Butler, 24, was killed Tuesday in Assamawah, Iraq, when a rocket-propelled grenade hit his vehicle. Based at Fort Riley, he was a cavalry scout with the 3rd Brigade of the Army's 1st Armored Division.

Army officials arrived late Tuesday night at the Wellsville home of his parents, Cindy and James Butler, to give them the news of their son's death.

Speaking on behalf of the family Friday morning, Staff Sgt. Sheldrick McNeal, of Fort Leavenworth, said the family believed Butler died for the freedom of other countries, as well as his own.

"The loss to them is great," McNeal said. "They appreciate all the support they have received from the military, family and friends."

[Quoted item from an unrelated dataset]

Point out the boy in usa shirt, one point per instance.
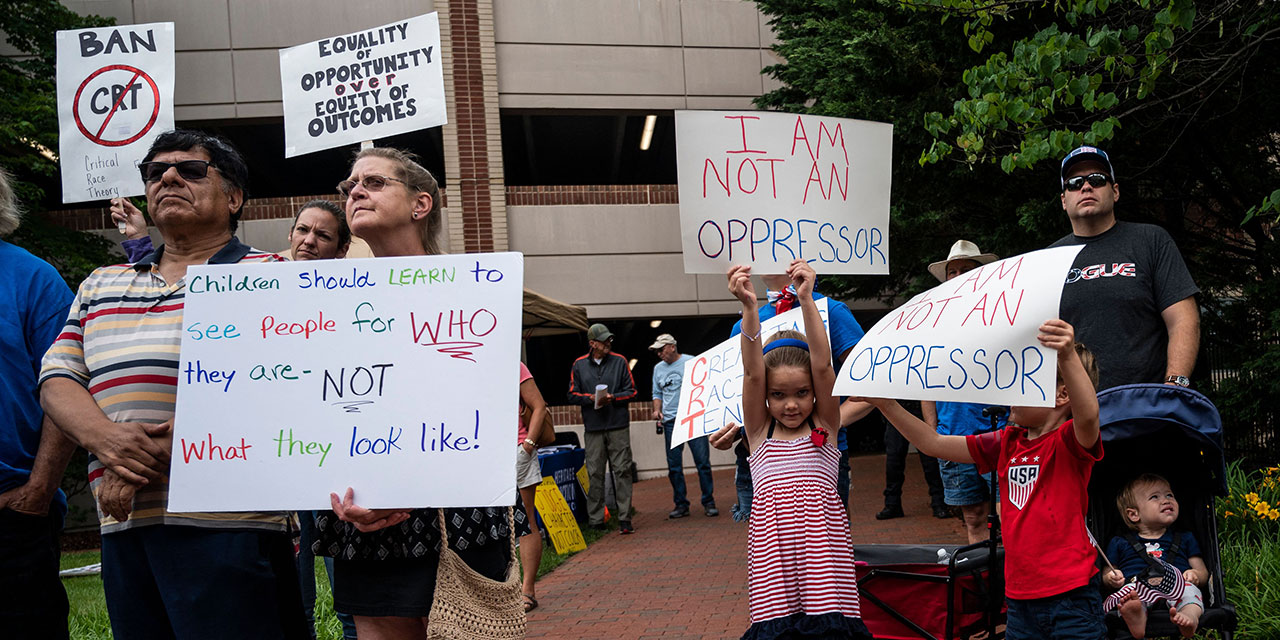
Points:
(1043, 458)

McNeal said Butler left behind four brothers, two nieces and one nephew.

Butler joined the Army in 1998 and was stationed in Fort Hood, Texas, said his twin brother, Joe Butler. In November 2001, he was transferred to Fort Riley.

"I know for a fact that he died fighting for our freedom and doing something that he loves to do," Joe Butler said Wednesday.

Jim Butler, left, and his sons Josh, center, and James Jr. put up
yellow ribbons Thursday on the front porch of their Wellsville
home. The Butler family is mourning the loss of their son and
brother, Army Sgt. Jacob Butler, who was killed Tuesday in Iraq.
The Butlers eventually added black ribbon to the yellow.

Jim Butler, left, and his sons Josh, center, and James Jr. put up yellow ribbons Thursday on the front porch of their Wellsville home. The Butler family is mourning the loss of their son and brother, Army Sgt. Jacob Butler, who was killed Tuesday in Iraq. The Butlers eventually added black ribbon to the yellow.

McNeal said Butler's parents were not ready to publicly discuss their son's death, but he indicated they would be willing to do so in the future.

Butler graduated from Wellsville High School in 1996. Most in the Franklin County town of 1,600 residents about 24 miles southeast of Lawrence, knew him as Jake.

Randall Renoud, Butler's high school assistant principal, said the soldier's death made residents realize that common Americans were on the front lines fighting for the country.

Renoud said Butler was "an All-American kid who gave his all for America, and I don't know that you can ask for any more than that."

While Butler is the state's first confirmed casualty, another Kansan -- Army Pfc. Patrick Miller, 23, of Park City -- is listed as a prisoner of war after being captured March 23. He was part of the 507th Ordnance Maintenance Company, which was ambushed by enemy forces in Iraq.